The US Environmental Protection Agency has conducted two major efforts to assess the ecological conditions in wadeable streams and the Great Rivers in the Mississippi-Atchafalaya River basin (MARB). The Office of Water’s Wadeable Stream Assessment sampled stream chemistry, physical habitat and biology at 510 MARB sites. Similarly, the Office of Research and Development’s EMAP Great Rivers sampled 381 sites on the Upper Mississippi, Missouri and Ohio Rivers. Using carbon (C), nitrogen (N) and phosphorus (P) data collected from these sites in combination with the National Hydrography Data-Plus estimates of cumulative watershed area, mean annual discharge and watershed land cover information associated with each stream, I modeled nutrient loading from the sub-basins of MARB. Total N and P were highest in Upper Mississippi River basin sites and lowest in the Ohio River basin sites. Mean annual discharge (m 3 s -1) was strongly dependent upon watershed area (r 2=0.85-0.99), and this resulted in similarly strong regressions of N and P loads (MT y -1) vs. watershed area (r 2=0.83-0.95).
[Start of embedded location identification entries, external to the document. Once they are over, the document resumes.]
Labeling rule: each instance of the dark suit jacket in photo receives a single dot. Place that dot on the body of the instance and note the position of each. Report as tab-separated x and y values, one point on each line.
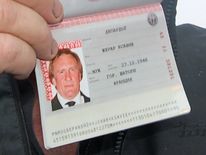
56	104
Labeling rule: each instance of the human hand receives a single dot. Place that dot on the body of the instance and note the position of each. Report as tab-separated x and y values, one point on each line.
69	149
25	35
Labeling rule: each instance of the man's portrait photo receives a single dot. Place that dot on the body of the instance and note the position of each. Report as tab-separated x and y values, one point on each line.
66	73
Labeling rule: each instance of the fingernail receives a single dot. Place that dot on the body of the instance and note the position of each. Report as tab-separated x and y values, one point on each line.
54	48
57	9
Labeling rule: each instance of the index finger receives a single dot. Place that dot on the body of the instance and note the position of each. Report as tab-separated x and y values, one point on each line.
50	10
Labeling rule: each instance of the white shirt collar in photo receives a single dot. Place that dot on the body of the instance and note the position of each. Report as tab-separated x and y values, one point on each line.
78	100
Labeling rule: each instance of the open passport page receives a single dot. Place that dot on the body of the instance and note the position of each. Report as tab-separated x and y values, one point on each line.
115	70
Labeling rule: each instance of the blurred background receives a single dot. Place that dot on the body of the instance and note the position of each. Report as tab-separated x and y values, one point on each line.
191	11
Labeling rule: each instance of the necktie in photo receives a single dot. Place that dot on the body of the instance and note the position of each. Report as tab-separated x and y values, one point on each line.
71	103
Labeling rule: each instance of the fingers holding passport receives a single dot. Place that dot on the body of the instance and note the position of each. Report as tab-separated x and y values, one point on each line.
25	35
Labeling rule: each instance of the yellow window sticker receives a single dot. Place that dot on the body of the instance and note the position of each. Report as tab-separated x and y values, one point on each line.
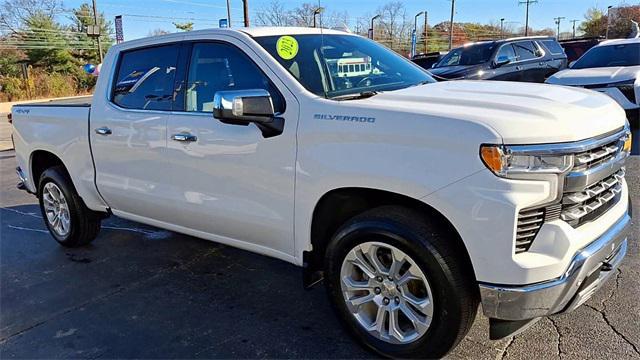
287	47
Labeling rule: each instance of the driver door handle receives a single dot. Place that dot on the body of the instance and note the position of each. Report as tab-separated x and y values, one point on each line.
103	131
184	137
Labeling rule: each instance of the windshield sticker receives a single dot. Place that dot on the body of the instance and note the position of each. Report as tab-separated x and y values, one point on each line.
287	47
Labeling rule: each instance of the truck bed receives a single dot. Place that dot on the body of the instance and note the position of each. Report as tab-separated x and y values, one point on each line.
81	101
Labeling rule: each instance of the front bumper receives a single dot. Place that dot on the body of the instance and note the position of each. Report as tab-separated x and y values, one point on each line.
588	270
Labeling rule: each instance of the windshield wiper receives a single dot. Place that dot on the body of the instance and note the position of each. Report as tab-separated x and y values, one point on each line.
356	96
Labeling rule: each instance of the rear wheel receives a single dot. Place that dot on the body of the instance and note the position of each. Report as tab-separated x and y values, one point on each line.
68	219
400	284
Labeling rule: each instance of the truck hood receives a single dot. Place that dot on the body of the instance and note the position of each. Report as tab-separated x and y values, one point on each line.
520	113
595	76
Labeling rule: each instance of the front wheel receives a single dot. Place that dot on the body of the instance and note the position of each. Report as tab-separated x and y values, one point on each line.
401	286
68	219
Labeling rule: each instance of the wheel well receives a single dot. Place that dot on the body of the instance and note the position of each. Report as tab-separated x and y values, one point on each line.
338	206
42	160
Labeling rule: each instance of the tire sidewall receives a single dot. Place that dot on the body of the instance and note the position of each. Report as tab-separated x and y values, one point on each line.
55	176
446	308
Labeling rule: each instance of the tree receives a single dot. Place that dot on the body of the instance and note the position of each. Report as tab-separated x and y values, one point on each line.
394	23
14	14
188	26
620	25
274	14
52	53
86	49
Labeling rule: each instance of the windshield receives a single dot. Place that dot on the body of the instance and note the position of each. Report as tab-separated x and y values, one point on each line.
610	55
468	55
339	65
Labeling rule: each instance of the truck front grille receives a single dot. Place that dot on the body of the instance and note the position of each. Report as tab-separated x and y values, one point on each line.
592	202
529	223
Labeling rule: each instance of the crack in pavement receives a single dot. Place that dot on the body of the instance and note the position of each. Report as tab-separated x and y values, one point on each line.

A significantly greater proportion of the Upper Mississippi River basin was in agriculture (41%) compared to the Missouri (18%) and Ohio (12%) Rivers basins, and stream N concentrations in Upper Mississippi and Missouri Rivers basins were significantly related (r 2=0.44-0.49) to the percentage of the watershed in agricultural land cover. A similar relationship was not demonstrated for P. The ratios of C, N and P suggest significant nutrient enrichment within the MARB. Regression models estimate an annual N load from the MARB to the Gulf of Mexico of 1.15 million MT, of which 46% flows from the Upper Mississippi River basin, 36% from the Ohio River basin, and 10% from the Missouri River basin.